Magazine Le Mensuel

Nº 2944 du vendredi 11 avril 2014

Affaire Déclassée

Assassinat de Adnan Malki. La chasse au PPS, au Liban et en Syrie

Les années cinquante ont marqué l’Histoire du Liban d’une pierre noire. Alors que le pays, confronté à de grands défis, cherchait sa place sur l’échiquier régional et mondial, ses relations avec la Syrie lui posent de gros problèmes… comme toujours.

Le 23 avril 1955, l’état-major syrien adjoint, le colonel Adnan Malki, assiste à un match de football quand il est assassiné à Damas par un caporal alaouite, membre du Parti populaire syrien (PPS), affecté à sa sécurité. Les autorités syriennes entament alors une chasse aux criminels et Issam Mahayri, député du PPS, est arrêté en même temps quevingt-cinq officiers et cent cinquante suspects, dont la veuve d’Antoun Saadé, le fondateur du parti.
La Syrie accuse le Liban d’avoir ouvert ses portes au chef du PPS, Georges Abdel-Massih, et lui reproche de ne pas l’aider dans sa lutte ouverte contre le parti. Rien ne va plus désormais entre les deux pays voisins.
Le Liban traverse une période difficile. Les ingérences régionales dans ses affaires se poursuivent et s’amplifient. Celles provoquées par les partis internes ou dans les relations avec les pays voisins viennent s’y greffer.
La réaction du PPS ne se fait pas attendre. Le parti publie à Beyrouth un communiqué dégageant sa responsabilité du meurtre de Malki, mettant en garde le gouvernement syrien «contre les injustices dont les membres du parti pourraient être victimes, lui faisant assumer, d’ores et déjà, toutes les conséquences». Les autorités syriennes décident, quelques jours plus tard, de le dissoudre.

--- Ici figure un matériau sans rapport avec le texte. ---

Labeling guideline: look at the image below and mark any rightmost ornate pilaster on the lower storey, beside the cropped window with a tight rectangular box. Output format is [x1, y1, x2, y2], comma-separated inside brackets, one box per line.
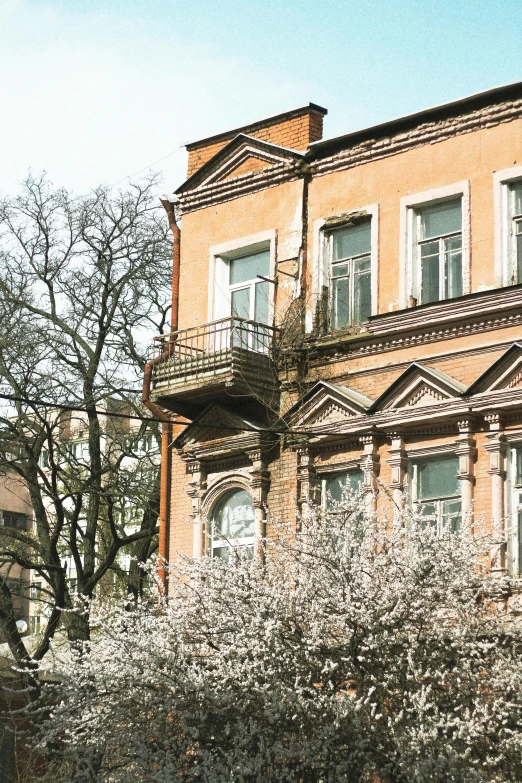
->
[484, 413, 507, 575]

Des officiers sont limogés, et les têtes de Georges Abdel-Massih, Iskandar Chaoui, Ghassan Jédid, Sami Khoury et Khalil Cheikh, sont mises à prix.
 

Les Dandache de la partie
Face aux accusations syriennes et à la position du PPS au Liban, ainsi qu’aux réactions suscitées par le communiqué du parti, les autorités libanaises se doivent de réagir. Elles s’engagent à réprimer les activités du PPS au Liban. Mais rien n’est réglé. Le 13 octobre 1955, deux officiers des services de renseignements syriens sont enlevés au Hermel. Ils avaient remis à des membres du clan des Dandache 50000 livres libanaises pour se faire livrer Ghassan Jédid et Iskandar Chaoui, deux leaders PPS, retenus par le clan et recherchés depuis l’assassinat du colonel Malki.

 

Extradition rejetée
Un porte-parole du gouvernement libanais reproche aux Syriens d’avoir usé de moyens illégaux pour les arrêter, considérant cela comme une atteinte à la souveraineté du pays. Une rencontre entre le chef du gouvernement libanais et son homologue syrien s’impose. Elle a lieu à Chtaura. Les deux officiers syriens sont relâchés.
En Syrie, la chasse au PPS se poursuit. Des pressions sont exercées sur le Liban pour en faire autant, mais ce dernier prend ses distances. Damas demande officiellement à Beyrouth d’extrader les membres du parti, menaçant de reconsidérer sa politique envers son petit voisin. Le Liban se trouve confronté à un difficile dilemme, ses relations avec la Syrie étant menacées. Il émet néanmoins des mandats d’arrêt contre sept activistes du PPS.
Le 3 décembre 1955, Beyrouth refuse une demande syrienne d’extradition de membres du PPS accusés de complicité dans l’assassinat du colonel Malki. Le gouvernement libanais estime que «la requête ne remplissait pas les conditions légales» et que, par conséquent, elle ne pouvait pas être agréée. Mais après des pourparlers entre les responsables des deux pays, début 1956, Beyrouth s’engage à pourchasser le parti syrien. 

Arlette Kassas

Les informations citées dans cet article sont tirées du Mémorial du Liban – le mandat Camille Chamoun de Joseph Chami.

Tension à la Régie
Les relations entre le Liban et la Syrie sur fond de l’assassinat de Adnan Malki sont fortement ébranlées et s’étendent à d’autres secteurs. Saisi d’une plainte des douze employés 
libanais de la Régie syrienne menacés 
d’expulsion à la fin de 1955 pour n’avoir pas acquis la nationalité du pays, le gouvernement libanais envisage de licencier les vingt-huit employés syriens de la Régie libanaise.